Beautiful truths with Over the Rhine at Underground Arts
Last Saturday’s cold and wet attitude could not prevent the warmth and beauty of Over the Rhine from overtaking Underground Arts. Husband and wife duo of Karin Bergquist and Linford Detweiler let their folk rock wrap the seated audience in the wealth of their 23-year musical history. With their newest holiday-themed release Blood Oranges in the Snow as a backdrop, they delivered their take on “reality” Christmas. And with some cuts from other works, including their masterful 2013 double album Meet Me at the Edge of the World, it would be tough to disappoint anyone in the rapt crowd. Though a seemingly odd venue for such a band, Underground Arts ended up being quite a fine setting for Over the Rhine’s beautiful truths.

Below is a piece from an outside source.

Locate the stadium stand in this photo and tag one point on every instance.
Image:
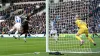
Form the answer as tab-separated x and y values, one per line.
23	10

Opening the night was the eclectic folk maestro Dom Flemons. Founding member of the Carolina Chocolate Drops, Flemons was a charming eccentric. With his instruments that time forgot, like the mini-pipe-like quills and actual bones, Flemons wove musical narratives unique and rich in history. The crowning moment was his banjo one-upsmanship at the set’s end; he played one banjo and then on his final song pulled out a rare large banjo from Philadelphia circa 1924. A brilliant and memorable look at the past, Flemons was the perfect entertainment to begin the evening.